You are correct that ftrace currently only accesses registers as of
today. And maybe it will stay the focus for ftrace, as the ftrace
focus appears to be more about what happens inside the kernel than
the causality from user-space. But different tracers have different
focus and use-cases.
It's a different story for eBPF and LTTng though: LTTng grabs filename strings from user-space for the openat system call for instance, so
we can reconstruct which system calls were done on which files at
post-processing. This is convenient if the end user wishes to focus
on the activity for given file/set of files.
eBPF also allows grabbing userspace data AFAIR, but none of those
tracers can handle page faults because tracepoints disables preemption,
which leads to missing data in specific cases, e.g. immediately after an
execve syscall when pages are not faulted in yet.
Also having syscall entry called from a context that can handle
preemption would allow LTTng (or eBPF) to do an immediate stackwalk
(see the sframe work from Josh) directly at system call entry. This
can be useful for filtering based on the user callstack before writing
to a ring buffer.
I think that the page faults happen only when dereference those registers
as a pointer to the data structure, and currently that is done by probes
like eprobe and fprobe. In order to handle faults in those probes, we
need to change how those writes data in per-cpu ring buffer.
Currently, those probes reserves an entry on ring buffer and writes the
dereferenced data on the entry, and commits it. So during this reserve-
write-commit operation, this still disables preemption. So we need a
another buffer for dereference on the stack and copy it.
There are quite a few approaches we can take there, with different
tradeoffs.
A) Issue dummy loads of user-space data just to trigger page faults
before disabling preemption. Unless the system has extreme memory
pressure, it should be enough to page in the data and it should stay
available for copy into the ring buffer immediately after with preemption
disabled. This should be fine for practical purposes. This is simple to
implement and is the route I intend to take initially for LTTng.
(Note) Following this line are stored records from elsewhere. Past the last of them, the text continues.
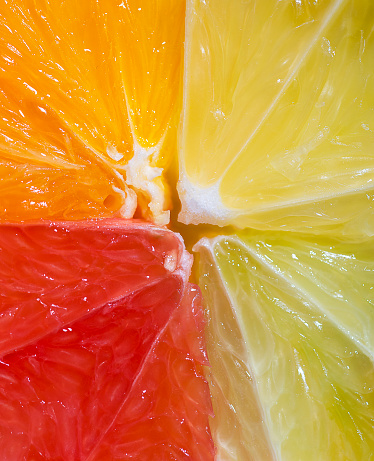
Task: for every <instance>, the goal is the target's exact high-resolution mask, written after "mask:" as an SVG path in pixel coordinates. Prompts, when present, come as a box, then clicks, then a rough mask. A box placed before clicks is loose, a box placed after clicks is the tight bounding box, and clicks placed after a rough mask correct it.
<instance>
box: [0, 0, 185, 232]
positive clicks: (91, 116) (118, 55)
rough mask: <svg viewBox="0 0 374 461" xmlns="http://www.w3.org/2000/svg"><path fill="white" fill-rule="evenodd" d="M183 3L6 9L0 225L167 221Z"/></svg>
mask: <svg viewBox="0 0 374 461" xmlns="http://www.w3.org/2000/svg"><path fill="white" fill-rule="evenodd" d="M184 14H185V5H184V3H183V2H181V1H177V2H175V1H173V0H154V1H152V2H147V4H146V5H145V4H144V2H142V1H140V0H126V1H123V2H121V0H116V1H113V2H107V1H103V2H94V1H90V0H79V1H76V0H66V1H63V2H56V1H52V0H40V1H37V2H35V1H32V0H25V1H23V0H9V1H6V2H5V3H4V2H2V6H1V9H0V178H1V180H0V217H1V220H20V219H21V220H24V219H36V218H52V217H53V218H63V219H78V218H85V217H93V216H110V215H113V214H117V215H119V216H123V217H125V218H130V217H132V216H133V215H134V213H135V212H137V213H138V215H141V216H143V217H146V218H149V219H152V220H154V221H156V222H159V223H163V224H165V223H167V222H168V218H169V215H168V213H169V212H168V208H169V206H170V203H169V202H170V199H169V196H168V191H167V190H165V183H164V179H163V173H162V168H163V167H165V166H167V164H168V163H169V160H170V157H172V156H174V155H175V138H176V130H177V121H176V109H177V108H178V104H180V82H181V61H182V52H183V40H184Z"/></svg>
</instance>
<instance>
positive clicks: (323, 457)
mask: <svg viewBox="0 0 374 461" xmlns="http://www.w3.org/2000/svg"><path fill="white" fill-rule="evenodd" d="M196 249H197V250H198V251H199V252H200V273H201V277H200V283H201V286H202V288H203V292H204V295H205V297H206V301H207V305H208V314H209V318H210V320H209V328H208V332H209V333H208V342H209V349H208V353H209V359H210V361H211V363H212V367H213V369H212V377H211V389H212V394H213V398H214V407H215V408H214V410H215V413H216V415H217V418H216V421H213V424H212V427H213V431H214V434H215V439H216V443H217V445H218V447H219V448H218V450H219V453H220V456H221V458H222V459H230V460H231V459H232V460H234V459H237V460H248V459H253V460H256V459H257V460H258V459H279V460H287V461H291V460H292V461H296V460H297V461H300V460H303V461H307V460H316V461H317V460H318V461H324V460H326V461H327V460H348V459H349V460H357V461H358V460H363V459H371V456H372V453H373V452H374V431H373V425H374V366H373V360H374V338H373V335H372V334H371V332H372V331H373V322H374V312H373V305H374V288H373V280H374V262H373V261H374V258H373V255H374V242H373V241H370V242H366V243H365V244H360V245H353V244H347V243H340V242H337V241H333V240H329V239H325V240H323V239H320V240H319V241H318V243H317V242H315V241H314V240H313V239H311V238H308V237H297V236H295V235H292V234H288V235H287V234H273V235H267V234H256V233H254V232H246V233H245V234H244V233H243V234H242V235H241V236H240V237H239V236H235V235H233V236H226V237H225V236H219V237H216V238H214V239H211V240H209V239H202V240H201V241H200V242H199V243H198V244H197V246H196ZM227 418H230V420H231V421H232V423H231V424H232V427H235V426H236V427H237V428H238V429H239V430H238V431H236V432H235V437H233V436H232V435H231V433H230V431H229V430H228V428H227V427H225V426H226V424H225V421H226V419H227ZM248 434H250V436H248ZM256 450H258V451H256ZM260 450H261V451H260ZM262 453H265V455H262Z"/></svg>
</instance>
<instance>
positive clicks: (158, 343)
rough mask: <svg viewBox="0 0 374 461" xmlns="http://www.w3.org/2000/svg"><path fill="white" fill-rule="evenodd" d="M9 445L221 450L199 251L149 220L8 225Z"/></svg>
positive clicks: (8, 381)
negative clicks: (192, 247)
mask: <svg viewBox="0 0 374 461" xmlns="http://www.w3.org/2000/svg"><path fill="white" fill-rule="evenodd" d="M0 236H1V240H0V248H1V252H0V264H1V278H2V280H1V284H2V287H3V288H2V299H1V314H2V315H1V318H2V319H4V318H7V319H12V320H10V321H9V322H8V323H6V322H3V323H2V324H1V331H2V338H3V339H2V344H1V362H0V367H1V372H0V389H1V394H0V407H1V416H0V440H1V444H0V445H1V447H0V457H1V459H2V460H4V461H16V460H26V459H27V460H39V459H40V460H47V459H53V460H56V461H57V460H66V459H76V460H96V459H97V460H99V459H100V460H105V459H108V460H109V459H111V460H117V459H118V460H119V459H120V460H125V459H144V460H147V459H149V460H153V459H160V460H165V461H166V460H170V459H178V460H182V459H196V460H206V459H213V445H212V439H211V436H210V431H209V426H208V415H210V414H211V408H210V395H209V389H208V385H207V383H206V381H205V378H204V376H203V366H204V365H206V364H207V359H206V356H205V348H204V343H203V327H204V320H203V314H202V308H201V297H200V292H199V290H198V288H197V287H196V286H194V285H191V284H189V283H188V281H187V280H188V276H189V271H190V264H191V258H190V256H189V255H188V254H187V253H186V252H185V250H184V248H183V244H182V242H181V239H180V238H179V237H178V236H177V235H176V234H173V233H172V232H170V231H168V230H165V229H162V228H157V227H155V226H151V225H149V224H144V223H135V222H130V223H124V222H123V221H91V222H84V223H82V222H78V223H63V222H59V223H36V224H26V225H2V226H1V232H0Z"/></svg>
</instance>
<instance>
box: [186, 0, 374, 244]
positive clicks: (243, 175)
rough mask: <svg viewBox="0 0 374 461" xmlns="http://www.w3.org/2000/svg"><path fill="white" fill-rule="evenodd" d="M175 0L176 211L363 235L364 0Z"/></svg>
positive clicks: (371, 139) (370, 207)
mask: <svg viewBox="0 0 374 461" xmlns="http://www.w3.org/2000/svg"><path fill="white" fill-rule="evenodd" d="M187 5H188V7H187V13H186V14H187V17H186V53H185V74H184V93H185V95H184V105H183V127H182V134H181V139H180V157H181V158H180V182H179V193H180V197H181V201H182V212H181V214H180V219H181V220H182V221H183V222H185V223H193V224H197V223H211V224H218V225H231V224H234V225H236V226H239V227H252V228H257V229H262V230H265V229H282V230H296V231H301V232H311V233H315V234H319V233H331V234H336V235H338V234H340V235H347V236H349V237H354V238H366V237H367V236H370V235H373V233H374V221H373V216H374V213H373V196H374V185H373V184H374V183H373V174H374V173H373V165H374V157H373V150H372V149H371V146H372V144H373V141H374V134H373V127H374V111H373V106H374V90H373V88H374V85H373V82H374V73H373V59H374V34H373V26H374V4H373V2H372V1H371V0H333V1H318V2H309V1H297V2H294V1H282V2H279V1H276V0H270V1H266V2H262V1H257V0H249V1H238V2H230V1H227V0H218V1H214V2H206V1H199V0H190V1H188V2H187Z"/></svg>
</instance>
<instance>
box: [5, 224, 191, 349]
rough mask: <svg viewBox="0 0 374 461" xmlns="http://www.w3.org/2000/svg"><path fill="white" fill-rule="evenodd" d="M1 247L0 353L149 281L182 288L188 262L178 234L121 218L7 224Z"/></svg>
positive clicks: (181, 289)
mask: <svg viewBox="0 0 374 461" xmlns="http://www.w3.org/2000/svg"><path fill="white" fill-rule="evenodd" d="M0 249H1V254H0V282H1V286H2V292H1V294H2V296H1V303H0V309H1V316H0V329H1V332H2V333H1V340H0V354H4V353H5V352H8V351H11V350H14V349H17V348H19V347H22V346H23V345H25V344H28V343H30V342H33V341H34V340H36V339H37V338H38V337H42V336H44V335H45V334H47V333H48V332H52V331H54V330H56V329H57V328H61V327H62V326H63V325H64V324H66V323H69V322H72V321H74V320H76V319H78V318H80V317H82V316H83V315H86V314H87V313H89V312H91V311H93V310H95V309H97V308H98V307H100V306H102V305H104V304H106V303H108V302H115V301H117V300H118V299H122V298H124V297H125V296H128V295H129V294H131V293H136V292H138V291H141V290H145V289H146V288H147V287H148V289H150V288H149V287H153V288H154V290H156V288H157V286H161V287H164V288H165V287H166V286H168V287H169V289H170V290H178V289H179V290H182V289H183V284H184V283H185V282H186V280H187V278H188V274H189V266H190V257H189V255H188V254H187V253H186V252H184V250H183V243H182V241H181V239H180V238H178V236H177V235H176V234H174V233H172V232H170V231H167V230H166V229H162V228H157V227H152V226H150V225H149V224H145V223H141V222H124V221H119V220H118V221H115V220H108V221H88V222H70V223H68V222H66V223H64V222H58V223H45V222H44V223H35V224H17V225H16V224H14V225H12V224H10V225H6V224H3V225H1V232H0ZM160 284H161V285H160Z"/></svg>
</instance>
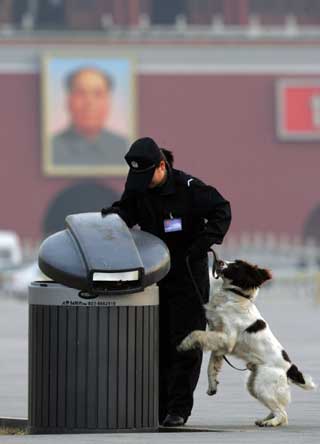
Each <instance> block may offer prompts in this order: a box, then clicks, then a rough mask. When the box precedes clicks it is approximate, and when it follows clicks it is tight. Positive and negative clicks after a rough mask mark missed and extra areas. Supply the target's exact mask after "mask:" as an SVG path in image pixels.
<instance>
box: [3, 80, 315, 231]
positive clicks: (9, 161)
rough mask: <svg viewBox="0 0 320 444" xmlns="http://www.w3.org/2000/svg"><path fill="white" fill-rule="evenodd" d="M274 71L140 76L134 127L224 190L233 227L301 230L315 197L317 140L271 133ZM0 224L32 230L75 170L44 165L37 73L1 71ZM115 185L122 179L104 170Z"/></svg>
mask: <svg viewBox="0 0 320 444" xmlns="http://www.w3.org/2000/svg"><path fill="white" fill-rule="evenodd" d="M274 82H275V77H274V76H262V75H256V76H254V75H184V76H183V75H140V76H139V78H138V98H137V99H138V100H137V104H138V122H139V135H140V136H144V135H149V136H152V137H154V138H155V139H156V140H157V141H158V142H159V144H161V145H163V146H165V147H168V148H170V149H172V150H173V151H174V154H175V157H176V166H177V168H181V169H184V170H186V171H188V172H190V173H192V174H194V175H196V176H198V177H199V178H201V179H203V180H204V181H206V182H208V183H210V184H212V185H215V186H216V187H217V188H218V189H219V190H220V191H221V192H222V194H223V195H225V196H226V197H227V198H229V199H230V201H231V203H232V209H233V224H232V231H233V232H242V231H246V232H250V231H257V230H258V231H274V232H278V233H281V232H286V233H289V234H299V233H301V230H302V226H303V223H304V221H305V219H306V218H307V215H308V213H309V212H310V211H311V209H312V208H313V207H314V206H316V205H317V204H319V203H320V196H319V187H318V183H319V172H318V170H319V164H320V149H319V144H317V143H311V142H304V143H301V142H295V143H287V142H280V141H278V140H277V138H276V135H275V93H274V89H275V83H274ZM0 93H1V95H0V97H1V101H0V115H1V127H2V131H1V157H0V203H1V216H0V228H2V229H4V228H11V229H14V230H16V231H17V232H18V233H19V234H20V235H21V236H24V237H32V238H35V239H36V238H38V237H39V236H40V235H41V224H42V220H43V218H44V215H45V213H46V211H47V207H48V205H49V203H50V201H51V199H52V198H53V197H54V196H55V195H56V194H57V193H58V192H59V191H61V190H62V189H64V188H65V187H66V186H68V185H71V184H72V183H75V182H76V181H77V179H65V178H48V177H45V176H43V174H42V172H41V140H40V112H41V111H40V78H39V76H38V75H33V74H16V75H4V74H3V75H1V76H0ZM100 182H101V183H103V184H106V185H109V186H111V187H113V188H115V189H117V190H120V189H121V188H122V186H123V182H124V181H123V179H110V178H109V179H108V178H105V179H104V178H101V179H100Z"/></svg>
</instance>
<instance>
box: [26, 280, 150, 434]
mask: <svg viewBox="0 0 320 444" xmlns="http://www.w3.org/2000/svg"><path fill="white" fill-rule="evenodd" d="M33 286H34V288H33V290H32V288H30V297H29V303H30V306H29V414H28V416H29V421H28V432H29V433H32V434H35V433H37V434H39V433H41V434H48V433H50V434H51V433H114V432H116V433H117V432H119V431H121V432H138V431H143V432H153V431H154V432H156V431H157V430H158V305H155V300H156V299H157V297H158V288H157V287H156V286H153V287H148V288H147V289H146V290H145V291H144V292H143V295H142V299H143V298H145V299H146V300H145V302H146V301H149V302H150V305H140V306H139V305H134V306H127V305H123V303H124V301H125V299H121V296H118V297H116V298H115V299H114V304H115V305H113V303H112V300H111V299H109V300H108V298H106V297H104V298H102V300H100V298H99V299H94V300H92V301H84V300H82V299H80V298H79V297H78V291H77V290H73V289H69V288H66V287H63V286H62V285H59V284H55V283H48V287H47V288H40V289H39V288H37V286H36V284H33ZM32 292H35V293H37V295H36V297H34V298H33V297H32ZM39 292H40V293H42V292H43V298H42V305H37V303H35V302H36V301H37V300H38V299H39V294H40V293H39ZM53 293H59V294H60V293H61V294H63V295H64V297H61V298H60V299H61V301H62V302H61V305H49V303H50V302H51V301H52V303H54V299H56V300H59V297H58V295H57V297H56V298H53V297H52V296H54V295H53ZM48 294H49V295H50V297H49V298H47V297H46V295H48ZM61 294H60V296H61ZM155 295H156V297H155ZM51 297H52V299H51ZM126 297H127V296H126ZM48 299H49V301H48ZM128 299H129V296H128ZM117 300H119V304H122V305H120V306H117ZM100 302H101V304H102V305H100ZM78 303H79V305H78ZM146 303H147V302H146ZM80 304H81V305H80ZM83 305H85V306H83Z"/></svg>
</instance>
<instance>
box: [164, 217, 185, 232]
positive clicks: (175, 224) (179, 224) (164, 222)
mask: <svg viewBox="0 0 320 444" xmlns="http://www.w3.org/2000/svg"><path fill="white" fill-rule="evenodd" d="M163 224H164V231H165V233H172V232H174V231H182V219H181V218H172V219H165V220H164V221H163Z"/></svg>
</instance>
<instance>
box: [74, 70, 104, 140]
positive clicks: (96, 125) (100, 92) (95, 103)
mask: <svg viewBox="0 0 320 444" xmlns="http://www.w3.org/2000/svg"><path fill="white" fill-rule="evenodd" d="M110 99H111V97H110V85H109V82H108V80H107V78H105V77H104V76H103V75H102V73H100V72H99V71H95V70H89V69H88V70H83V71H80V72H79V73H78V74H76V75H75V77H74V78H73V80H72V84H71V85H70V91H69V96H68V109H69V111H70V115H71V120H72V124H73V126H74V128H75V129H76V130H77V131H78V132H79V133H81V134H82V135H83V136H85V137H94V136H95V135H97V134H98V133H99V132H100V131H101V130H102V128H103V127H104V124H105V121H106V118H107V117H108V115H109V110H110Z"/></svg>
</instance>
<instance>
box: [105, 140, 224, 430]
mask: <svg viewBox="0 0 320 444" xmlns="http://www.w3.org/2000/svg"><path fill="white" fill-rule="evenodd" d="M125 159H126V161H127V163H128V165H129V167H130V170H129V173H128V177H127V181H126V185H125V190H124V193H123V195H122V197H121V199H120V200H119V201H118V202H115V203H114V204H113V205H112V207H110V208H104V209H102V210H101V212H102V214H108V213H110V212H117V213H118V214H119V215H120V216H121V217H122V219H123V220H124V221H125V222H126V223H127V225H128V226H129V227H132V226H133V225H135V224H138V225H139V226H140V228H141V229H142V230H144V231H147V232H149V233H152V234H154V235H156V236H158V237H159V238H160V239H162V240H163V241H164V242H165V243H166V245H167V246H168V248H169V251H170V256H171V269H170V272H169V273H168V274H167V276H166V277H165V278H164V279H163V280H162V281H161V282H160V283H159V290H160V369H159V373H160V377H159V398H160V399H159V422H160V424H162V425H164V426H177V425H183V424H184V423H185V422H186V421H187V419H188V417H189V416H190V413H191V410H192V406H193V392H194V390H195V388H196V385H197V382H198V378H199V374H200V367H201V361H202V353H201V351H200V350H192V351H189V352H186V353H179V352H177V350H176V347H177V345H178V344H179V343H180V342H181V340H182V339H183V338H184V337H185V336H186V335H188V333H190V332H191V331H193V330H195V329H197V330H199V329H200V330H205V328H206V320H205V316H204V311H203V308H202V304H203V303H205V302H207V301H208V297H209V276H208V255H207V252H208V249H209V247H210V246H211V245H212V244H221V243H222V240H223V238H224V235H225V234H226V232H227V230H228V228H229V225H230V221H231V211H230V205H229V202H228V201H226V200H225V199H224V198H223V197H222V196H221V194H220V193H219V192H218V191H217V190H216V189H215V188H213V187H211V186H208V185H205V184H204V183H203V182H201V181H200V180H199V179H196V178H195V177H193V176H191V175H189V174H186V173H184V172H183V171H179V170H176V169H174V168H172V164H173V156H172V153H171V152H170V151H168V150H165V149H160V148H159V147H158V145H157V144H156V142H155V141H154V140H153V139H151V138H148V137H146V138H142V139H138V140H137V141H135V142H134V143H133V144H132V145H131V147H130V150H129V152H128V153H127V154H126V156H125ZM187 257H188V261H187ZM187 263H188V264H189V267H188V266H187ZM190 269H191V274H192V276H191V275H190ZM192 279H193V280H194V281H195V282H196V284H197V286H198V289H199V290H200V293H201V298H200V297H199V296H200V294H198V293H197V292H196V290H195V286H194V282H193V281H192Z"/></svg>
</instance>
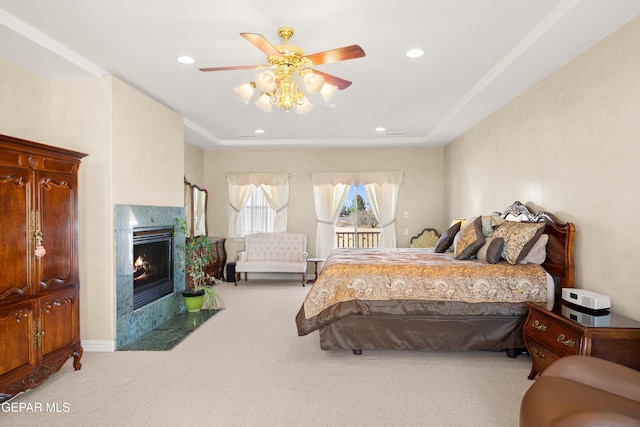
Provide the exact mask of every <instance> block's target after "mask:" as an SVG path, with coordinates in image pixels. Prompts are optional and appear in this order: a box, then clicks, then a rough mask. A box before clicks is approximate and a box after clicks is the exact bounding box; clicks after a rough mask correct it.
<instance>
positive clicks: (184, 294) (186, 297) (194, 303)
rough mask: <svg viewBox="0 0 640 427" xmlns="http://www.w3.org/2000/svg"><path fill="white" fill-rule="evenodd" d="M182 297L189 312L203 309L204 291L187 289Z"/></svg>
mask: <svg viewBox="0 0 640 427" xmlns="http://www.w3.org/2000/svg"><path fill="white" fill-rule="evenodd" d="M182 299H183V301H184V306H185V308H186V309H187V311H188V312H189V313H196V312H198V311H200V309H202V304H203V303H204V291H203V290H200V291H194V290H193V289H187V290H184V291H182Z"/></svg>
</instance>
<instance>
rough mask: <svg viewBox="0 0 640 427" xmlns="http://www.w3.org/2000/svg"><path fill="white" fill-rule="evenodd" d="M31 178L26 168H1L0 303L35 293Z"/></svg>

B) Do a copy in a local buffer and take page faults at that point. This
bring the question of where to allocate the buffer. This also requires an
extra copy from userspace, to the local buffer, then to the per-cpu ring
buffer, so it may come with a certain overhead. One advantage of that
approach is that it opens the door to fix TOCTOU races that syscall audit
systems (e.g. seccomp) have if we change the system call implementation
to use data from this argument copy rather than re-read them from
userspace within the system call. But this is a much larger endeavor that
should be done in collaboration between the tracing & seccomp developers.
C) Modify the ring buffer to make it usable without disabling preemption.
It's straightforward in LTTng because its ring buffer has been designed
to be usable in preemptible userspace context as well (LTTng-UST).
This may not be as easy for ftrace since disabling preemption is
rooted deep in its ring buffer design.
Besides those basic tradeoffs, we should of course consider the overhead
associated with each approach.
Thanks,
Mathieu
--
Mathieu Desnoyers
EfficiOS Inc.
https://www.efficios.com